Vous rendez-vous compte ? Le Bon Dieu a envoyé son propre Fils sur cette Terre, son Fils unique ! Et il l’a fait naître d’une femme, d’une mère humaine, comme nous, et il a grandi comme nous, et il a été semblable à nous en tout point hormis le Péché. Bien sûr, il a fait des miracles et des guérisons spectaculaires, comme le rapportent les évangélistes ; il a ramené Lazare à la vie (cf. Jn 11, 1-57) – et en cela, il nous a manifesté sa divinité. Mais n’oublions pas qu’il a connu aussi les affres de l’angoisse au Jardin des Oliviers (cf. Mt 26, 30-46), la déception de l’abandon lorsque ses Apôtres l’ont quitté (cf. Mt 26, 56), et l’horreur d’une mort infâme (cf. Mt 27, 32-50). En cela, il nous a manifesté son humanité.
Mes frères, ce mystère est si grand ! Comment le Fils de Dieu fait Homme a-t-il pu choisir de mourir sur une croix alors qu’il n’avait qu’un mot à dire pour que ces mêmes anges qui l’avaient servi dans le désert lui prêtent main forte et le ravissent du supplice de la Croix ?
Jésus, tout simplement, aimait ! Jésus nous aimait, comme il nous aime encore en s’offrant d’une manière intemporelle à son Père au cours de chaque Eucharistie. Il nous aimait comme un père ou comme une mère qui voit souffrir son enfant et qui crie vers Dieu : « Seigneur, délivrez-le de ses souffrances et donnez-les moi à la place ! »

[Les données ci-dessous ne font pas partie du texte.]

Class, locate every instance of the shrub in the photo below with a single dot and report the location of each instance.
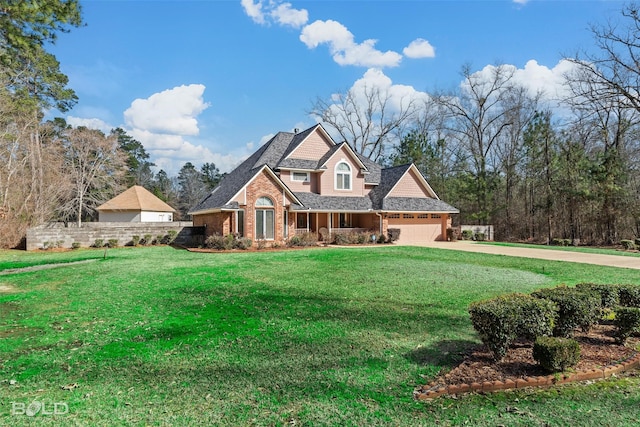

Jésus aimait toute l’humanité, celle qui souffrait du Péché, et, prenant ce Péché sur ses épaules, il a crié vers le Père d’en délivrer les hommes, donnant jusqu’à son Corps, jusqu’à son Sang, jusqu’à sa vie pour que s’accomplît le mystérieux dessein de notre rédemption.
Alors, mes frères, si le propre Fils de Dieu a choisi de connaître toutes ces souffrances en réparation pour nos péchés, combien plus devons-nous accepter les nôtres, aussi cruelles soient-elles, et sans accuser ou rejeter le Bon Dieu, parce que lui, il nous aime ! Si vous avez mal agi contre Dieu, n’attendez pas pour confesser vos faiblesses auprès d’un prêtre, qui vous donnera son pardon. Car le prêtre est l’oreille et la main du Bon Dieu : il est l’oreille qui vous écoute et la main qui vous absout et vous fait, par le pouvoir que notre bon Jésus a transmis à ses Apôtres, retrouver la grâce et la communion de l’Église tout entière.

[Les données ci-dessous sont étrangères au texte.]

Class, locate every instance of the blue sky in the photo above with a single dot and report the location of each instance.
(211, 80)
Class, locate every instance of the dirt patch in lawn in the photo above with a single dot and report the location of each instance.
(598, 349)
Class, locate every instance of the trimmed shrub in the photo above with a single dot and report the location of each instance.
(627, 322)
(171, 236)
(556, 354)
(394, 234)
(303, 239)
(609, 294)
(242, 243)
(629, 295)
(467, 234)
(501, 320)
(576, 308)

Ah! mes frères, comme ils sont à plaindre ceux qui ne se confessent plus ! Leur âme est comme ces malades qui sont dans un coma profond et que l’on maintient en vie par des tuyaux. Elle n’a plus d’oxygène et s’étiole peu à peu. Il lui suffirait pourtant d’un simple effort de volonté, d’un simple désir d’être pardonnée, pour qu’elle retrouve, par ce Sacrement d’humilité, la vitalité de la grâce !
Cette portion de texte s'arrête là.